Listening can be both a solitary and a communal activity. Likewise, creating music can be private or collaborative. Can you talk about your preferences in this regard and how these constellations influence creative results?
People and community are a driving force for artists, myself included. I wouldn’t play music if there weren’t people to share it with.
While a huge part of my music making is solitary (practising, composing, etc.), the idea of sharing it with a wider audience beyond myself is always present in my mind.
How do your work and your creativity relate to the world and what is the role of music in society?
I hope that the works that I choose to perform and create are able to convey a sense of beauty and other-worldliness. I want the people that listen to four strings to feel that they have spent fifty minutes with me walking through a sparse gallery and closely examining two pieces of art in silence–moving side by side.
Art has many functions in society from bringing people together to have a collective experience, shed light on issues or feelings that are often too difficult to articulate in daily life, and generally to transcend the mundanity of life to something unknown.

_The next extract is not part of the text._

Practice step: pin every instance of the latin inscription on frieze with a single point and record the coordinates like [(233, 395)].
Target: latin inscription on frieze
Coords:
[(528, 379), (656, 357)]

We cannot do everything all at once in our own art, but we can certainly uplift the work of other artists so that we have a rich and supportive artistic community.
Art can be a way of dealing with the big topics in life: Life, loss, death, love, pain, and many more. In which way and on which occasions has music – both your own or that of others - contributed to your understanding of these questions?
I felt it in my soul when Emma Thomson’s character in Love Actually says that Joni Mitchell taught her how to love. My heroes growing up were Joni Mitchell, Carole King, and Ella Fitzgerald, and they taught me how to deal with, and experience the big feelings that life has thrown my way.
As I grew I was able to express more of these feelings in my own words and channel them into my work, but first I had to learn that they were accessible and an aspect of my humanity to be explored.
How do you see the connection between music and science and what can these two fields reveal about each other?
This connection has never been a driving force in my own music making, but I appreciate works that can explore this relationship in a meaningful way.
Creativity can reach many different corners of our lives. Do you feel as though writing or performing a piece of music is inherently different from something like making a great cup of coffee? What do you express through music that you couldn't or wouldn't in more 'mundane' tasks?
I believe that our daily tasks are beautiful in their mundanity and repetitive nature. Art, to me, does not need to be in-your-face to be special.
That said, the main difference for me is that when I make my coffee or smoothie in the morning I generally know the flavours and experiences that I am seeking in order to call it a success; when I am working on making or creating music I hope / search / need to discover something unexpected and fresh.
Music is vibration in the air, captured by our ear drums. From your perspective as a creator and listener, do you have an explanation how it able to transmit such diverse and potentially deep messages?
Our lives are filled with vibrations and sounds coming from everything around us from wind and running water to cars passing in the distance and the hum of our neighbours’ radios.
Music is all of those things but somehow more condensed, direct, and at best, magical.